Most products have a variety of tools to support model verification. Model trace is often available that can provide great detail on exactly what is happening step by step in your model. You may want to start by watching a single entity go through the entire process. Typically there will be controls in your software to allow you to step through a model or to "break" execution at a particular location, time, or condition. Often there will be a watch window that allows you to explore the detailed system state at any time or for any object to help further clarify what is happening. And certainly take advantage of any dashboards or other interactive statistics and graphics offered by your software. The verification process is certain to be an enlightening and quite necessary part of the project.

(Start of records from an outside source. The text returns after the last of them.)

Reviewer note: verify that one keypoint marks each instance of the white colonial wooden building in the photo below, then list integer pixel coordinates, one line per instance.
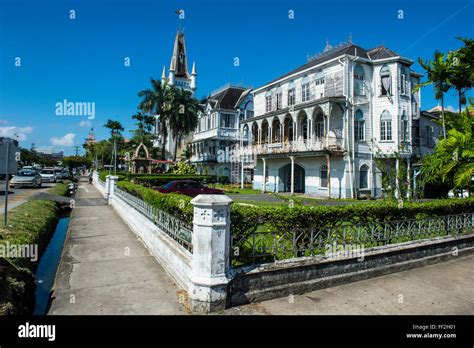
(318, 128)
(215, 139)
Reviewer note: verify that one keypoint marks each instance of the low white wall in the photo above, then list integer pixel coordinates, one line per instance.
(98, 186)
(174, 259)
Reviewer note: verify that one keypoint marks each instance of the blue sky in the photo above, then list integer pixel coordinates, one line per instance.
(82, 60)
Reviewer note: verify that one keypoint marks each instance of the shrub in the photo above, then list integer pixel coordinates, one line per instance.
(245, 219)
(223, 179)
(60, 189)
(162, 179)
(154, 180)
(175, 204)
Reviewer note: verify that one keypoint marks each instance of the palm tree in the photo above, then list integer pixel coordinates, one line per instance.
(438, 76)
(461, 69)
(145, 125)
(155, 101)
(453, 159)
(183, 118)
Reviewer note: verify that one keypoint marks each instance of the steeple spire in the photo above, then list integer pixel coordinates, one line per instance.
(178, 62)
(163, 74)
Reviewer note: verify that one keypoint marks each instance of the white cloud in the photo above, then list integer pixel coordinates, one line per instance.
(19, 133)
(45, 149)
(67, 140)
(87, 124)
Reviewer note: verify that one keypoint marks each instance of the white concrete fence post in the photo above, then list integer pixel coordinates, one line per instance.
(95, 177)
(211, 253)
(110, 185)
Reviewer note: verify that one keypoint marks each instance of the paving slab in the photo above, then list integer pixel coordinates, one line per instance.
(105, 268)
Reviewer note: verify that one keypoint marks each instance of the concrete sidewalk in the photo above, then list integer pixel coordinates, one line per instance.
(105, 269)
(445, 288)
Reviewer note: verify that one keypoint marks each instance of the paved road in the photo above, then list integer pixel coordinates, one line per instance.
(20, 195)
(441, 289)
(105, 269)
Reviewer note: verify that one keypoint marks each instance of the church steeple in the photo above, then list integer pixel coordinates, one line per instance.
(178, 63)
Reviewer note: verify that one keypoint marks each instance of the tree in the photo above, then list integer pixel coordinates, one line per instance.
(453, 159)
(116, 138)
(155, 101)
(76, 161)
(28, 158)
(183, 117)
(461, 69)
(438, 76)
(143, 133)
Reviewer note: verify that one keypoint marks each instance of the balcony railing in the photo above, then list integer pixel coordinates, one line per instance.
(302, 145)
(221, 133)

Even with all of the above, you might find that you have a situation that just doesn't look right, but you cannot explain why. It's time for a model walk-through.

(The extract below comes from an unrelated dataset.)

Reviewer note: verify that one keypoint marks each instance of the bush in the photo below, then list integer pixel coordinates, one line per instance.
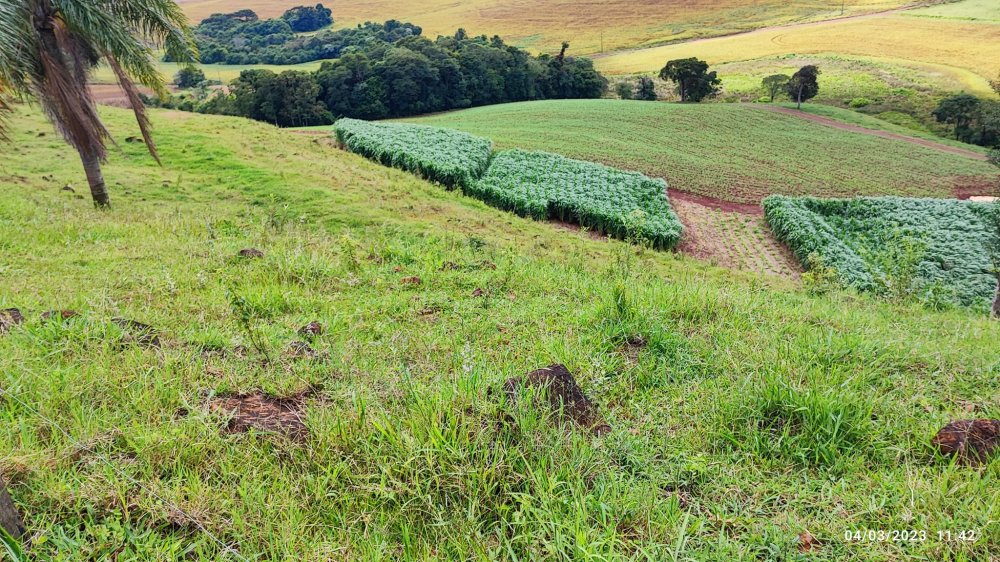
(929, 249)
(449, 157)
(541, 185)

Find a good listener, ideally a simulationist or one of your stakeholders, and go through all of the relevant model sections and explain to them what is going on. If your listener has the ability to understand what you are explaining, that's a bonus.
But in a large percentage of the time, you will find your own problem by methodically walking through the interactions. Keeping this in mind opens up wide possibilities for a candidate listener. An uninvolved co-worker, a spouse, or even a pet are good candidates. While dogs and cats can sometimes be good listeners, nothing beats a pet goldfish for a captive audience. The key is that explaining your model out loud seems to open up a different part of your brain and allows you to solve your own problem.
As mentioned earlier, a model is just an approximation of a real system. Usually the modeler and the stakeholders want the model to be as accurate and comprehensive as possible. To avoid never-ending, late, and over budget projects, you need to go back to your functional specification document. Your goal is to build a model with just enough detail to meet the stated objectives and no more!
Animation is an area where it is easy to "get lost". Animation can be the most fun and instantly gratifying work in the project. It is easy to let it take more time than it should. Most packages have some level of automatic animation. This is typically good enough for model verification. Likewise, many packages have some level of 2D or 3D animation that is very easy to generate. Some amount of this can make validation easier by providing an additional measure of reality and recognition by stakeholders. But again you must go back to that section of the functional specification. Your final animation should be just good enough to meet the previously identified customer objectives, and no more!
Model validation needs to be done to determine if the model represents reality to the extent necessary to meet objectives. You can sometimes complete some measure of validation as you do the model building and verification iterations and should take advantage of every opportunity to do so. But you will still need to do additional validation on the completed model. Perfect verification and validation is usually impossible because the only perfect model is the real system. But there are some ways that you can attempt to demonstrate that the model is valid enough for project purposes.